City of South Fulton supporters on Thursday celebrated its victory in a decade-long battle to annex the lucrative Fulton Industrial Boulevard area.
Officials gathered outside city hall, which is now within the city limits thanks to HB 445.
“Finally,” said South Fulton Mayor Bill Edwards, “we’re home.”
The bill adds to South Fulton most of the previously unincorporated stretch of road, filled with warehouse and shipping hubs along with the few hundred people who live in motels.
Officials standing in the city hall parking lot highlighted that businesses along the roughly 7-mile span of road employ 28,000 people. Tractor-trailers whizzed by behind them.
Ben Brasch
Ben Brasch
As the city continues to gear for servicing the area, the sheriff’s office will temporarily help police the district, which has plenty of crime including 11 homicides in the last three years, according to South Fulton Police Chief Keith Meadows.
When asked why the city would want an industrial area with blight issues, Edwards said: “I’m not going to lie, the money looks good.”
He said he expects the land to bring roughly $9 million of additional tax revenue every year into the nascent city.
City officials wanted the land when South Fulton incorporated in 2017, and so did the city of Atlanta. But there was a 1979 amendment to the state constitution prohibiting any city from annexing the district.

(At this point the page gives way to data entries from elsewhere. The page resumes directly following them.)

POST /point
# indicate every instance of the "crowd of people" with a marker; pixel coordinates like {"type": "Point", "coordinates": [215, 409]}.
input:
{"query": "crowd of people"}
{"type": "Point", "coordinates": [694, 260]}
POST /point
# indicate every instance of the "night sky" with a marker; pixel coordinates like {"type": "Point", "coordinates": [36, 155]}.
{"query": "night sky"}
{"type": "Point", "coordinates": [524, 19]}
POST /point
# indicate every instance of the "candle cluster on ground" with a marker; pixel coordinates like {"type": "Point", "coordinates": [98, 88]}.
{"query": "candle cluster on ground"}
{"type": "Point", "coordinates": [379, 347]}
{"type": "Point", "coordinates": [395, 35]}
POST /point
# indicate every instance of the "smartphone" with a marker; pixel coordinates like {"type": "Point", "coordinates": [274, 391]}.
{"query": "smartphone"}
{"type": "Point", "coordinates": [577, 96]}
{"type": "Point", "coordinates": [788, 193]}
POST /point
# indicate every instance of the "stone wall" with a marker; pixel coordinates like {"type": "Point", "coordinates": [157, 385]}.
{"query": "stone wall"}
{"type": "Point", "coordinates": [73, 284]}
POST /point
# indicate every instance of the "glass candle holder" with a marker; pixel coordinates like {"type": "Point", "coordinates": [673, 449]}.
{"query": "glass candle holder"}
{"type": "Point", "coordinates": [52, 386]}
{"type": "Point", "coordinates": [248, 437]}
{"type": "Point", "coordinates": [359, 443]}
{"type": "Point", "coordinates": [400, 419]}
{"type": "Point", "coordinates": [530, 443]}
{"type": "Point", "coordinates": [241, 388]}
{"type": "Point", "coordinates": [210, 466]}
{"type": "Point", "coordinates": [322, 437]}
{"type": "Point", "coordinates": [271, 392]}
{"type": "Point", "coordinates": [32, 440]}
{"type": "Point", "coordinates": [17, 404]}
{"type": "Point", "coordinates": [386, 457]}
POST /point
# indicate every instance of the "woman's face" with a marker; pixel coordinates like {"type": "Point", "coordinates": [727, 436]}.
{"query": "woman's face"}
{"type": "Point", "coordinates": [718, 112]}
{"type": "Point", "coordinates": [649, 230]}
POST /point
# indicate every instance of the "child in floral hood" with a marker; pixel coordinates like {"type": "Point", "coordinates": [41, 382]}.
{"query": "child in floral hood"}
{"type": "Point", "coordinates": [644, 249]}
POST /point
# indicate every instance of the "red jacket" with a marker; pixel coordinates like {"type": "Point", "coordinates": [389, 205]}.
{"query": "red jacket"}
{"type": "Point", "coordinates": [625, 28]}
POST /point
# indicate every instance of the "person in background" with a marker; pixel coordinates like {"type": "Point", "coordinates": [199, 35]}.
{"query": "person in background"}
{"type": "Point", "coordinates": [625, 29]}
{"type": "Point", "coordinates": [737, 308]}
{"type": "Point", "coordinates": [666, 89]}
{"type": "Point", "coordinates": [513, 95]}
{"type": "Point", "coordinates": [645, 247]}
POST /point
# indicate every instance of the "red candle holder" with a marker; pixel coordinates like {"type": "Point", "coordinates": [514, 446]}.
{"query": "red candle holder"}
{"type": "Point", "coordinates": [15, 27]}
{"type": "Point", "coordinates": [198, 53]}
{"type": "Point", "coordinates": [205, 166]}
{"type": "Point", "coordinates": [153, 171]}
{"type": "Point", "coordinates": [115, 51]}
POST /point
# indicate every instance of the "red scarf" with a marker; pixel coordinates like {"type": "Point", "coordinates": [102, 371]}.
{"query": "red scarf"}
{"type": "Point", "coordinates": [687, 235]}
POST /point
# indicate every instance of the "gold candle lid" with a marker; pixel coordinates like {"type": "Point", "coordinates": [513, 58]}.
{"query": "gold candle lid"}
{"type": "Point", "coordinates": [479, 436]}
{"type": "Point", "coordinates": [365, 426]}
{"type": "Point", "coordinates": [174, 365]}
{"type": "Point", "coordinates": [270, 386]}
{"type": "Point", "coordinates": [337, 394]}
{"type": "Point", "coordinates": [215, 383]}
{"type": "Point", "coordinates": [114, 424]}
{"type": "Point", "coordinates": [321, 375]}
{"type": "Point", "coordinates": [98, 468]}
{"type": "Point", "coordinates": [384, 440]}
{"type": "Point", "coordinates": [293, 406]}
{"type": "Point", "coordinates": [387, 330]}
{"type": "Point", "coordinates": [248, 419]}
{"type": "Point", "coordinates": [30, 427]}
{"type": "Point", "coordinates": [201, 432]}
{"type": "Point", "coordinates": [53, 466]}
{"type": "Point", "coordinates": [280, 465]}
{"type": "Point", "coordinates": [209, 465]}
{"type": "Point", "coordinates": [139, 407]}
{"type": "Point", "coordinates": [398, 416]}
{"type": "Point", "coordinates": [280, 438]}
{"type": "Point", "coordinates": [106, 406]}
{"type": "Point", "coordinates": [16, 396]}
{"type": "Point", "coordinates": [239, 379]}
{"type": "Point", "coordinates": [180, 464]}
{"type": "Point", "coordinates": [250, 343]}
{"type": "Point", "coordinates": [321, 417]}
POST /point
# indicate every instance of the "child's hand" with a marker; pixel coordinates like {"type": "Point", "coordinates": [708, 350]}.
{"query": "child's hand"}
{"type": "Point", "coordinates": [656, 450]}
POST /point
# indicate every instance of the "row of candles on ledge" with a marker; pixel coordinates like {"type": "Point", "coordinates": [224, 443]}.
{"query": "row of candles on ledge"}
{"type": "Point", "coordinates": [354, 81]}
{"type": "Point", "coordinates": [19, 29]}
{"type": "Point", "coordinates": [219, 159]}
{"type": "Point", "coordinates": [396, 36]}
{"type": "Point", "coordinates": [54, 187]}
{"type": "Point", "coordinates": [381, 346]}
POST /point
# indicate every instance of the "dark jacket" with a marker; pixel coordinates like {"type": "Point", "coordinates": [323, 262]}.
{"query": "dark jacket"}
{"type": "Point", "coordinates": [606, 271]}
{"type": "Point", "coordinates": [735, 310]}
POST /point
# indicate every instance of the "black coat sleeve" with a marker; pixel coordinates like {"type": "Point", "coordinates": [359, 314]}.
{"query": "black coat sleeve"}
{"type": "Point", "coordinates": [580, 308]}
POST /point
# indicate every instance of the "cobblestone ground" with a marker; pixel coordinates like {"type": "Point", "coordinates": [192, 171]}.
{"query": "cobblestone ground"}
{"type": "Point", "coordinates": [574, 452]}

Multiple failed bills and a veto from then-Gov. Nathan Deal prevented South Fulton from getting the land. Legal efforts involving South Fulton and Atlanta to get the district went all the way to the Georgia Supreme Court.
Gov. Brian Kemp signed the annexation bill on Monday, his final day to take action on legislation.
Rep. Debra Bazemore, a Riverdale Democrat who co-sponsored the bill, said she “screamed to the top of my lungs” when she got the text from Kemp’s deputy chief of staff saying it was official.
Bazemore said it was a long process that still took negotiating with those who represent Atlanta.
The plan is for the area of Fulton Industrial north of I-20 to join the city of Atlanta. Rep. Roger Bruce, a South Fulton Democrat, said Thursday he plans to sponsor legislation to accomplish that next session.
That land contains the money-making area around the Fulton County Executive Airport at Brown Field that includes restaurants and distribution companies.
That would also mean the airport would stand as the only remaining unincorporated part of Fulton County, which is a far cry from the early 2000s — before Sandy Springs spurred the cityhood movement that left all but the few miles of Fulton Industrial under the control of a municipality.
In attendance Thursday was Fulton Commission Chairman Robb Pitts who, along with Edwards, held up unlit cigars for the audience to see.
“This is for tonight,” Pitts said with a grin.
Edwards responded: “This is the first one he ever bought me.”